The volume under review presents the proceedings of the Würzburg meeting, dedicated by the editor to the memory of Professor Erich Neu, who rallied from a terminal illness to deliver the keynote address (“Hethitologie heute”) only to succumb less than three months later. Another melancholy aspect of the convention was the absence due to poor health of Professor Sedat Alp, doyen of Turkish Hittitologists and founder of the Congress. Nonetheless he sent his official greetings as well as a lecture to be read to his colleagues.
Around one hundred and fifty participants were in attendance in Würzburg, of whom sixty-three provided contributions to this book. Thirty of these have been composed in German, nineteen in English, eight in Turkish, and six in French, which gives some indication of the international character of contemporary Hittitology. Indeed, the variety could have been much greater, but scholars whose mother tongues are Japanese, Chinese, Hebrew, Dutch, Italian, or a Slavic language kindly chose to write in a more widely accessible idiom.
Almost all areas of pre-Classical Anatolian studies are represented here: I. Anatolian Philology. A. Hittite (J. Boley, R. Lühr, M. Mazoyer, G. Neumann, N. Oettinger, M. Ofitsch, G. T. Rikov, J. de Roos, K. Yoshida, S. Zeilfelder). B. Old Assyrian (V. Donbaz). C. Hattic (O. Soysal). D. Hurrian (T. Richter). E. Hieroglyphic Luwian (S. Alp, A. M. Dinçol, B. Dinçol, D. Hawkins, S. Heinhold-Krahmer, I. Klock-Fontanille).
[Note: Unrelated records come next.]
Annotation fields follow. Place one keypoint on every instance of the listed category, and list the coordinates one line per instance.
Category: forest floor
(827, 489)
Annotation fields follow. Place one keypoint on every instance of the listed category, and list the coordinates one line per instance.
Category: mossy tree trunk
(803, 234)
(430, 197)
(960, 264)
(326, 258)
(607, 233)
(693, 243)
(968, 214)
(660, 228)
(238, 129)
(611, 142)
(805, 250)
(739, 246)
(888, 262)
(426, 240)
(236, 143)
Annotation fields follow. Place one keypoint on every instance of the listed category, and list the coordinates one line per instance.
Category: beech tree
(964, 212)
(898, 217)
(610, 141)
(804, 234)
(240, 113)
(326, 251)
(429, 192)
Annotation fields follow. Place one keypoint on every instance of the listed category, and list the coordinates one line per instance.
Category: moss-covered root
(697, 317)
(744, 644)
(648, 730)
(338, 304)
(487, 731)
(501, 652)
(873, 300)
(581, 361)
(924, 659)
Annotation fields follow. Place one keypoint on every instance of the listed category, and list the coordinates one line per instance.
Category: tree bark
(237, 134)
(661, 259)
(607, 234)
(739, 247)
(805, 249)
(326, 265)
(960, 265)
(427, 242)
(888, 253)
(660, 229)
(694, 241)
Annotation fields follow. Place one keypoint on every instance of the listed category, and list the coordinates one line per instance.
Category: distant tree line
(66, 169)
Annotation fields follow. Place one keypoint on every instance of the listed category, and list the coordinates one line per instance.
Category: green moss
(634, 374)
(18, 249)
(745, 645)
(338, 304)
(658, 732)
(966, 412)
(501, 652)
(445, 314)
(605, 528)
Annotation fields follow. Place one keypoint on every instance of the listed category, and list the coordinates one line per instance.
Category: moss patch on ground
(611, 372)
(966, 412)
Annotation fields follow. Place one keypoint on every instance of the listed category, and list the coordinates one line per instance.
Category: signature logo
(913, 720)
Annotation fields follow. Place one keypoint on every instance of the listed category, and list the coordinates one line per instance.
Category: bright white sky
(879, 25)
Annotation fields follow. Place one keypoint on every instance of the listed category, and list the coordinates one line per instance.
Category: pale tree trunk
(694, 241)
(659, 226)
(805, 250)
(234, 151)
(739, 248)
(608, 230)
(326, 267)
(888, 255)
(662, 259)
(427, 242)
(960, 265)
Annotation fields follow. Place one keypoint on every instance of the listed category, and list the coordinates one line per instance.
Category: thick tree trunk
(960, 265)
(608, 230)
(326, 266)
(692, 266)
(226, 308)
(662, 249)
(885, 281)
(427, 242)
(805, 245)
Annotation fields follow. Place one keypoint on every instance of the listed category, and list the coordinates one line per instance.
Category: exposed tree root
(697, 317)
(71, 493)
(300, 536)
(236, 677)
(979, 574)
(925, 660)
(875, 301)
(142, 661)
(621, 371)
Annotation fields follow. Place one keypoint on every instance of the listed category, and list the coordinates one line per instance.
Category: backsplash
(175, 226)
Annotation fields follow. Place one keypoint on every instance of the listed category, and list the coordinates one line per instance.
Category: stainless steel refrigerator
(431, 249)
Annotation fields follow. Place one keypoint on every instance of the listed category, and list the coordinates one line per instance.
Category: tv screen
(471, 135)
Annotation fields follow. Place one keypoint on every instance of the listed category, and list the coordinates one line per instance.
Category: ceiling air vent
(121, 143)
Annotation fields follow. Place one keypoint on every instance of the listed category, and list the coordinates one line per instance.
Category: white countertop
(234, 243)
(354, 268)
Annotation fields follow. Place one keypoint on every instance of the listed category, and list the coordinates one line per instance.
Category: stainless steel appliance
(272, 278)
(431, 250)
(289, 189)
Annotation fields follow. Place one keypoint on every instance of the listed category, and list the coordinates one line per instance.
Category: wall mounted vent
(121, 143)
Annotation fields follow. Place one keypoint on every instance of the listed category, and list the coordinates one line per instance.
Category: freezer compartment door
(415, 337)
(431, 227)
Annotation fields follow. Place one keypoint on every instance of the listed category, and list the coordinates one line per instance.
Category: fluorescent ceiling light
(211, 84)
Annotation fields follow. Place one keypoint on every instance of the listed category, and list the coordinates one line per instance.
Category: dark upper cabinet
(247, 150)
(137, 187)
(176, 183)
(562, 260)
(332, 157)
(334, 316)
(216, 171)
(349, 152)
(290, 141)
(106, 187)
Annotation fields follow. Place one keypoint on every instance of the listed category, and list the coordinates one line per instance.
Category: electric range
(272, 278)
F. Phrygian (R. Gusmani). G. Comparative Linguistics (Jin Jie). II. Early Anatolian History. A. Assyrian Colony Period (O. Carruba). B. Old Hittite (J. Miller). C. Hittite Empire (H. Klengel, J. Orlamünde). D. Late Empire (Th. van den Hout, A. M. Jasink). E. Hittite Historiography (J. Klinger). F. Hittite Geography (R. Lebrun).
III. Hittite Culture. A. Society (Y. Cohen, Y. Soysal). B. Literature (M. Giorgieri, E. Otto, F. Pecchioli Daddi, E. Rieken, I. Rutherford). C. Religion (M. Hutter, H. C. Melchert, M. Nakamura, S. Ö. Savaş, P. Taracha). D. Diplomacy (S. de Martino/F. Imparati, I. Singer, N. Wazana). E. Realia (Y. Coşkun, H. A. Hoffner, J. Puhvel, C. Zinko).
The papers of greatest interest to more general audiences are probably those of J. Seeher (“Die Zerstörung der Stadt Ḫattuša”), who shows that the Hittite capital did not perish in a general conflagration at the close of the Bronze Age, but was rather gradually abandoned by the royal court and most of its inhabitants; of J. Klinger (“Historiographie als Paradigma. Die Quellen zur hethitischen Geschichte und ihre Deutung”), full of insightful observations on how the Hittites represented their past; and of N. Wazana (“Border Descriptions and Cultural Barriers”), who makes the (to my mind questionable) argument that the precise delineation of the confines of the Promised Land in the Hebrew Bible “is drawn from a literary and ideological heritage rooted in [a] Hittite worldview.”
The great majority of these essays are of high quality, and this collection well deserves a place in institutional libraries, although those scholars not directly participating in Anatolian research will likely find it too expensive to acquire for personal use.